There is a dead body on the sidewalk.
Head smashed. Brains smeared. Paws twisted.
Chunks of fur on the ground.
Somebody killed Mrs. Nibblesworth today.
I’m staring.
As the neighbors emerge from their houses, I’m staring. And your dead cat, Cassandra, is staring right back.
“It’s the eyes.” You walked into my empty studio after hours, the first time we met. I had no masterpiece just yet, but then there was you—you with your grace and your dress and your cat. “Mrs. Nibblesworth has the most adorable gray eyes.”
Dead eyes. She is nothing but a dead cat on the street, murdered like she should be. Ogled by onlookers with nothing better to do, so they can come home at the end of the day and tell this story to their wives, to their children. A story.
A story of your cat’s remains, Cassandra. All around her, a pool of blood, seeping into the cracks on the gravel. Crawling. Spreading. Vines.
Vines forming a face.
Your face.
“A perfect copy.” You peered at the drawing pad in my hand. “And you weren’t even looking at my face for reference.”
I gazed up at the vines of the tree we were under. “Your beauty is everywhere, Cassandra.”
And your laughter echoed into the night. “You’re my artistic bastard.”
“Whoever did this is a bastard,” an old man says to the crowd.
“It’s just some stupid cat.” A boy snorts in disgust at the smell of Mrs. Nibblesworth’s blood. The pungent scent invigorates me. Stings. The smell of fresh paint.
“Paint me.”
You sat on the stool and crossed your legs. “Do you remember the photos of my ancestors at my house?”
“Yes.”
“When I die, I don’t want to be just another picture on the wall.” You smiled and tilted your head, like you knew you were going to die.
“Paint me.”
And I did. I did paint you, Cassandra, everything about you. Your beauty, your spirit, your love for me. The painting was alive; it was everything I loved about you, everything you meant to me.
I have thrown that painting away.
“We have to throw the body away,” a lady says. “We can’t just leave it out here for the little ones to see up-close…”
Mrs. Nibblesworth. Up-close. Can people not see it?
I can, Cassandra. I can see everything that’s wrong about your cat, everything that shouldn’t have happened, everything that I hate.
I hate your cat.
“I know you do, but you just need to keep her overnight. You can take her with you when you pick me up from the party tomorrow.” You cradled Mrs. Nibblesworth in your arms and handed her over to me that night. Warm. Soft. Fur. I realized just how breakable she was.
Snap, snap, snap.
Tempting.
“Will you miss me?”
“It’s only a day, Cassandra.”
“I know. Will you?”
Your eyes were twinkling. I should have known I would never see them again. “To death.”

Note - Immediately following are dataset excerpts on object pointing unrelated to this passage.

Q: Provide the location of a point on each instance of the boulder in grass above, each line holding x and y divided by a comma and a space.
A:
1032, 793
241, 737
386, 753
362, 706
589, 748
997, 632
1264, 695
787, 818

“It’s the death of a cat. A cat.” A man rolls his eyes. “Just throw it away, for fuck’s sake. It’s disgusting.”
Disgusting. Unsightly. A dead body on the street.
Was this how it happened, Cassandra? When you were wasting away on the street, your stench overwhelming, your insides oozing onto the pavement?

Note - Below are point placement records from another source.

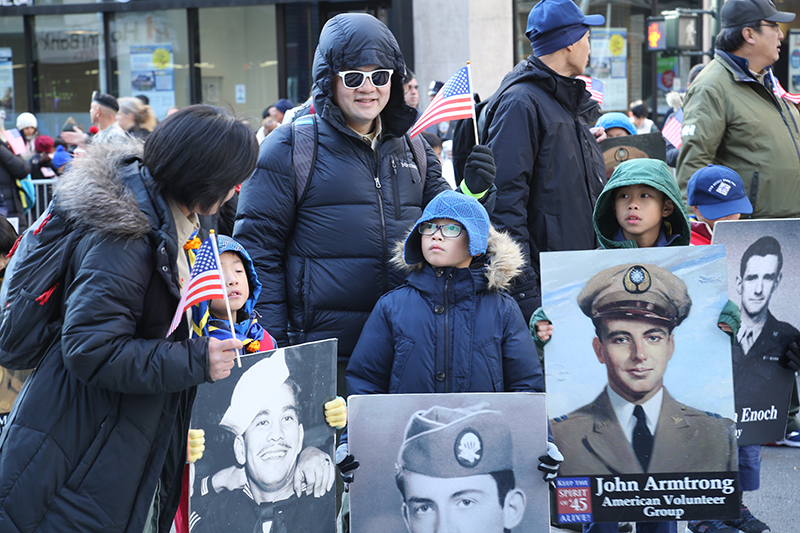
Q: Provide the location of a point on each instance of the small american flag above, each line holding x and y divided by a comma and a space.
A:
595, 87
453, 102
672, 129
780, 92
205, 282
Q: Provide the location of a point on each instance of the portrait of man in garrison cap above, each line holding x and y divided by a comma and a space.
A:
461, 463
257, 471
635, 424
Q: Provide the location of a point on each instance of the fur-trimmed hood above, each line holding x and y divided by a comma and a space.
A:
92, 192
503, 260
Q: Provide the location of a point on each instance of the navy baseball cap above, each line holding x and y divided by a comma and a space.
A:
717, 192
556, 24
741, 12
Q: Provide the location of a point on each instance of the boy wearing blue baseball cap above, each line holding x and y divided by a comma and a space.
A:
715, 193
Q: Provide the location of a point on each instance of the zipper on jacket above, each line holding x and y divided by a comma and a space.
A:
396, 190
753, 191
384, 244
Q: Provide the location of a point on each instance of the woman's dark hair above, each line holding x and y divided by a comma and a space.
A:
8, 236
197, 155
731, 39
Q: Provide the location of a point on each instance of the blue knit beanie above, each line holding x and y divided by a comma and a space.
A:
465, 210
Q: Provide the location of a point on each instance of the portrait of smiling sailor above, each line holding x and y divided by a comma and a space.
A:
265, 415
635, 425
455, 472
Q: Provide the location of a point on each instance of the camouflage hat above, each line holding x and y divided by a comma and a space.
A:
448, 443
636, 290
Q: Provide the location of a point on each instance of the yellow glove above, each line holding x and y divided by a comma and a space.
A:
336, 413
196, 445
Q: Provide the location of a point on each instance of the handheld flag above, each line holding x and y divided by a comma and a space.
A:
205, 282
453, 102
672, 129
596, 88
780, 92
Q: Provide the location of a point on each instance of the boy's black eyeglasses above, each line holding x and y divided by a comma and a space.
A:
451, 231
353, 79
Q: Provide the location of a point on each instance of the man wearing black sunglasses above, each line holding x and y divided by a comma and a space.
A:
324, 257
732, 116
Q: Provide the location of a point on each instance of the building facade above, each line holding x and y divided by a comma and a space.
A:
245, 54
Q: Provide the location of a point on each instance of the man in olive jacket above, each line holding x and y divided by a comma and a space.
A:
733, 118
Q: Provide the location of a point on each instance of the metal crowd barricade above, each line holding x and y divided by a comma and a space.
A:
44, 193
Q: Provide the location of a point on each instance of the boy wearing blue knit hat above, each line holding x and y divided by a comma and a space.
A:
451, 313
451, 327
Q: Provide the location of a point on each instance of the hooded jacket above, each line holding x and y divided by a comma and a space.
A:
733, 120
246, 326
449, 330
325, 262
550, 169
652, 173
104, 416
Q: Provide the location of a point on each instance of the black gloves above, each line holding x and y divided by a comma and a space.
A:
791, 359
479, 171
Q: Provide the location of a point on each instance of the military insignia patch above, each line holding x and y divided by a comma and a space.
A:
637, 280
468, 448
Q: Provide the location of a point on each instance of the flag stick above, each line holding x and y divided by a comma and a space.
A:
472, 95
213, 236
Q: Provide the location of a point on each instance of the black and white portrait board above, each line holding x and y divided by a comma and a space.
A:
269, 457
639, 384
764, 281
466, 461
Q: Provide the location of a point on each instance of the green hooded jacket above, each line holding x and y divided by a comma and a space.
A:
650, 172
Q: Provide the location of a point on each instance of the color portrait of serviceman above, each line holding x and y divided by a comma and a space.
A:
456, 473
266, 419
635, 425
759, 277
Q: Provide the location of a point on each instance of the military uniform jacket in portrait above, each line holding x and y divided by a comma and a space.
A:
686, 440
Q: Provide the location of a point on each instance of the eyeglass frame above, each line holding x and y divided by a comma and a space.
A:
441, 228
364, 76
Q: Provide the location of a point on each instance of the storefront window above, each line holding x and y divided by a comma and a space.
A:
69, 63
239, 59
13, 77
149, 53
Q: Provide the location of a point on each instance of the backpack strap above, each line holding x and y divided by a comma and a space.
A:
420, 158
304, 154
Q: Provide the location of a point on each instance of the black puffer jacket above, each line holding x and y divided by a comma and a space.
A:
105, 415
550, 169
324, 264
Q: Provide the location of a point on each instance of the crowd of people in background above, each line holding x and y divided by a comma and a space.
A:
202, 169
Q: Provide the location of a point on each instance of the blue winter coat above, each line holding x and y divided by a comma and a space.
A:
325, 263
550, 169
104, 417
449, 330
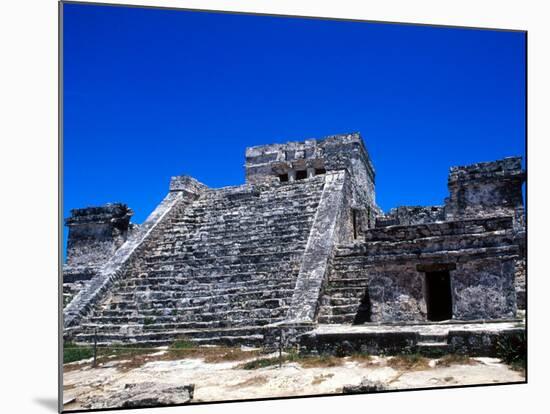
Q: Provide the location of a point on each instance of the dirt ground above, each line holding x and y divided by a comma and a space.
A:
218, 380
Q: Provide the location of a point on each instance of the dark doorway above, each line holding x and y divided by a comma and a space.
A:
301, 175
438, 296
364, 312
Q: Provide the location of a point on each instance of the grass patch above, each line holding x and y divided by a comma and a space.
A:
512, 350
318, 379
408, 362
251, 382
260, 363
73, 353
184, 348
305, 361
455, 359
323, 361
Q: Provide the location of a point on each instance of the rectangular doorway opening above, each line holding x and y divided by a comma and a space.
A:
438, 296
301, 175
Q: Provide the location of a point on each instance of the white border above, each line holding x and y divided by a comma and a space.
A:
28, 210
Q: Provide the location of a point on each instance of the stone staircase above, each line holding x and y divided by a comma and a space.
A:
432, 344
343, 294
222, 269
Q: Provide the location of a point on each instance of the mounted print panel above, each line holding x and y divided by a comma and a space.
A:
230, 236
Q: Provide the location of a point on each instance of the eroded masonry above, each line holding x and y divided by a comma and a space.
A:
302, 244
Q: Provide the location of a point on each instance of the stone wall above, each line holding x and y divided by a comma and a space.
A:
485, 189
479, 254
95, 233
311, 157
155, 224
410, 215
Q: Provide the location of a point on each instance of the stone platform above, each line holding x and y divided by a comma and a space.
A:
474, 338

Did people gather around you, murmur about you, stare at you like you were a fascinating little story to tell when they got home? Was this what you looked like, Cassandra? Your body ripped open, your clothes torn, your legs twisted, your head smashed onto the ground?
Were your eyes, your beautiful, empty eyes, staring back at everyone who ogled at you? Were your lips, your soft, dead lips, forced open in a muted scream?

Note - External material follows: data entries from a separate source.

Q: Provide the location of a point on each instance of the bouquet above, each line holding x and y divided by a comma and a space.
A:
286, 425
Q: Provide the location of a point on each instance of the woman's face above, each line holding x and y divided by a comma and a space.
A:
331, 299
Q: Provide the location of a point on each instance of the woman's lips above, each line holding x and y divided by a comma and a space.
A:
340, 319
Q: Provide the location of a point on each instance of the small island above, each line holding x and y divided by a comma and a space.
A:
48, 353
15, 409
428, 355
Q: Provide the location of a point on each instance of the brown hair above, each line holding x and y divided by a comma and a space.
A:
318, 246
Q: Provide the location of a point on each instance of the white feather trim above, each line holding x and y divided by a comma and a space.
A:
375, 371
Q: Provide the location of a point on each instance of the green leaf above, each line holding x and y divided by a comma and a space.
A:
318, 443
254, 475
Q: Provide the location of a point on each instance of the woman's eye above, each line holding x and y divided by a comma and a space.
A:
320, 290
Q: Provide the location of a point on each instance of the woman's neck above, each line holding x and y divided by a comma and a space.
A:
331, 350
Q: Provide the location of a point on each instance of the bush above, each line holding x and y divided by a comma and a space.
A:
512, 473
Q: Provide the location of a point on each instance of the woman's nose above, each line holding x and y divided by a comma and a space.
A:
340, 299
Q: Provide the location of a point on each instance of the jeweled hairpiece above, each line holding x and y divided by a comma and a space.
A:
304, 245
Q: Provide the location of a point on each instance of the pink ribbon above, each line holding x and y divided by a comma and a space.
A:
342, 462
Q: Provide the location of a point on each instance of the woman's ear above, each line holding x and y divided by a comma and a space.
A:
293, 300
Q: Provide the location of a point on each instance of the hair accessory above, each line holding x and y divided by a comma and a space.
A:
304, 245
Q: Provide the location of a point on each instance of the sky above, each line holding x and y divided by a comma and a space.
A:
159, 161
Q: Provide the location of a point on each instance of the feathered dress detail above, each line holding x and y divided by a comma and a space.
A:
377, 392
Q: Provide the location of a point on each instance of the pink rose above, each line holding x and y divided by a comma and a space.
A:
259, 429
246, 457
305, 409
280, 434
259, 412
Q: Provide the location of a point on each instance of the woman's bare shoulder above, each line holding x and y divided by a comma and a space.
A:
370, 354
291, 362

And was your heart, your lonely, fragile heart, broken when I failed to reach you in time?
Snap.
Snap.
Snap.
I look down at the scratches on my arms, still fresh, still bleeding, and wonder for a second if you’re clawing at something, too, inside your coffin, clawing at the lid, screaming for help, screaming for me.
I don’t hear you. Nobody hears you.
I don’t want to be reminded, Cassandra.
I don’t want to be reminded of everything you ever were, everything we ever shared. I don’t want to see you everywhere, your beauty in every vine, every painting.
Every cat.
The neighbors have decided to throw Mrs. Nibblesworth away and just get it over with. Some men have volunteered to clean up the mess, and the crowd is now leaving. Just like that.
You’re just another mess, Cassandra. Nobody remembers you now.
I won’t remember you now.
And this, this whole silly tale of dead cats and prying neighbors and bloody pavements, is just another story to tell.
A story.
Somebody killed Mrs. Nibblesworth today.